China Box Office: Final 'Hobbit' Film Rules As 'Running Man' Gives Chase

'The Hobbit: The Battle of the Five Armies' is edging close to $100 million in the world's second-biggest film market.

The Middle Kingdom's fascination with Middle-earth translated into heroic box office as Peter Jackson's The Hobbit: The Battle of the Five Armies took $42.84 million in its first full week in China for a cume of $92.92 million after 10 days.

Five Armies is the latest Hollywood 3D tentpole to do massive business in China, and it has now taken $664 million of its global total of $915 million overseas.

Hoping to give Jackson's hobbits a run for their money was second-placed Running Man, a feature spinoff from the popular reality TV show based on a Korean format.

The movie took $36.86 million in its opening weekend, with 155,940 screenings and 7.28 million admissions, according to data for the week to Feb. 1 from the research group Entgroup.
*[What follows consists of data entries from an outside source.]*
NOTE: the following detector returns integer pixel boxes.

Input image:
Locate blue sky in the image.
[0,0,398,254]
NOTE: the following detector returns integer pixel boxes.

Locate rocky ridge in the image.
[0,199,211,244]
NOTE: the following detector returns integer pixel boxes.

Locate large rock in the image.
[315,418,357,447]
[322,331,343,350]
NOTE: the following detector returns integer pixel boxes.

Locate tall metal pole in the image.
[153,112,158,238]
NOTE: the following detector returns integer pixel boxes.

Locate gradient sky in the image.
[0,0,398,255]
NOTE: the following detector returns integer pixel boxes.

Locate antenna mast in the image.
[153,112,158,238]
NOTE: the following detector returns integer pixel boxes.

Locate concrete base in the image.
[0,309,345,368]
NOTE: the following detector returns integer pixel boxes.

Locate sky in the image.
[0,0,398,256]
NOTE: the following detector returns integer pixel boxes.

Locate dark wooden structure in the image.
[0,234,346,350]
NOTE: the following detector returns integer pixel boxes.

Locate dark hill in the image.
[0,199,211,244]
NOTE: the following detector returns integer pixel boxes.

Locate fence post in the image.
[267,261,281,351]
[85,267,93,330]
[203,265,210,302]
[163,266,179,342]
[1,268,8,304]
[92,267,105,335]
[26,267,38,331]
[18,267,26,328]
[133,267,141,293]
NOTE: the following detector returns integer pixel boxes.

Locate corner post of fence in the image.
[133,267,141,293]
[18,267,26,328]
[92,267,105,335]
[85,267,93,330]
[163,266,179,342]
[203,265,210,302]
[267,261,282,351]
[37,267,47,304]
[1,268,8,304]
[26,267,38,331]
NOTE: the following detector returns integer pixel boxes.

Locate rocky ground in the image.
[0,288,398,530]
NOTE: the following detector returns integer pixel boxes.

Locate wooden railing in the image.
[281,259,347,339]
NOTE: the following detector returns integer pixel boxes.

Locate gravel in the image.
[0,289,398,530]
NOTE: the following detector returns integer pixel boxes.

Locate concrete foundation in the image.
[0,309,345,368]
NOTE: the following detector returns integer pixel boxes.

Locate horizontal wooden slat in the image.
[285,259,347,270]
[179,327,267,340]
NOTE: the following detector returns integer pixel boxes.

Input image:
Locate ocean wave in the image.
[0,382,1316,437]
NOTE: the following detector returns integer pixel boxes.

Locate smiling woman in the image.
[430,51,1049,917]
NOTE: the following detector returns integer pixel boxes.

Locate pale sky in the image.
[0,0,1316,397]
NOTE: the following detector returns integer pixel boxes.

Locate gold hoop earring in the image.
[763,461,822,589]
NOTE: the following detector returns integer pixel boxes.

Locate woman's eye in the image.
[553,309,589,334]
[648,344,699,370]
The movie features Wang Baoqiang (Lost in Thailand), Li Chen (Aftershock), Zheng Kai (So Young), Angelababy (Love on the Cloud) and the Korean singer and TV personality Kim Jong-Kook.

The animated children's movie Boonie Bears: Mystical Winter, the second installment of the popular domestically produced franchise, grossed $16.81 million in its opening weekend, with 77,728 screenings and 2.88 million admissions.

Behind that was Taiwanese director Chen Zhengdao's galloping-grandma movie Miss Granny, which added $5.35 million to its haul for a cume of $57.43 million after 25 days. A remake of the Korean comedy of the same name, Miss Granny had 85,796 screenings and just over one million admissions.

Another animated children's feature, Pleasant Goat and Big Big Wolf – Amazing Pleasant Goat, was in fifth place, after taking $4.17 million its first two days onscreen.

The Ben Stiller comedy Night at the Museum: Secret of the Tomb is still doing good business, adding $2.68 million to bring its total to $51.61 million after 29 days in release in China.

Another Hollywood movie behind that — Angelina Jolie's Unbroken — took $2.4 million in its opening weekend, a respectable figure given a low 25,145 screenings and 464,106 admissions. The elements of the film criticizing the Japanese during WW II were expected to give a boost to the movie, but perhaps its strong pro-American elements proved unpalatable to Chinese tastes.

The Jeff Bridges-Julianne Moore fantasy epic Seventh Son added another $1.56 million, for a gross of $27.56 million after 17 days, while Tsui Hark’s 3D epic The Taking of Tiger Mountain added another $1 million, to bring its cume to $141.02 million after 41 days.

Rounding out the top 10 was the war movie Lotus Code, which added $540,000 for a cume of $3.3 million.